Redo log sync time vs redo size

It’s been tough to find time to do actual performance research of late, but I have managed to get a test system prepared that will allow me to determine if Solid State disks offer some performance advantage over spinning disks when the redo entries are very large.   This is to test the theory that the results I’ve published in the past (here and here for instance) actually apply only when the redo entries are relatively small.  For small sequential writes to SSD, each successive write will invoke an erase of a complete NAND page, whereas in a larger sequential write  this will not occur since each write will hit different pages.

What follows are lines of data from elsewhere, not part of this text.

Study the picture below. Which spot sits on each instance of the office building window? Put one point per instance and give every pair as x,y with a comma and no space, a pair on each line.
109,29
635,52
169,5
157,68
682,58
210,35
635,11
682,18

I’m still setting up the test environment to look at this, but first I thought it would be worth showing this pretty picture:

16-09-2013 9-08-26 PM redo sync2

This chart shows how redo log sync time (eg, time taken to COMMIT) varies with the amount of redo information written since the last COMMIT.  There is a slight overall upwards trend, but the really noticeable trend is the “sawtooth” effect, which I’ve highlighted below:

image

Can you guess what causes this?  

I think it’s pretty clear that we are seeing the effect of redo buffer flushing.  Remember, when you write redo entries, they are written to the redo buffer (or sometimes a strand).  Oracle flushes the buffer when you commit, but also flushes it when it is 1/3rd full, after 3 seconds (I think from memory) or after 1MB of redo entries.   Given that, we can see what happens when we commit:

  • If there has been no redo log flush since we started writing, we have to wait while LGWR writes all the entries to disk
  • If a redo log flush occurs after we have written our entries but before we COMMIT, then we have to write virtually nothing (but a COMMIT marker I suppose)
  • Between the two scenarios, we may have to write some of our redo log entries.  However, we should never have to write more than about 1MB

In the chart above we can clearly see the redo log flushes occurring at 1MB intervals.  If we write less than 1MB we generally have to write it all, above 1MB we only have to write a portion of the redo entry.     Note that on this system, I was pretty much the only session doing significant activity, so the pattern is very clear.  On a busy system the effect would be randomized by others causing flushes to occur.

Hopefully I’ll soon be able to compare HDD and SSD performance to see if there are any significant differneces to these trends – the above data was generated by redo on SSD.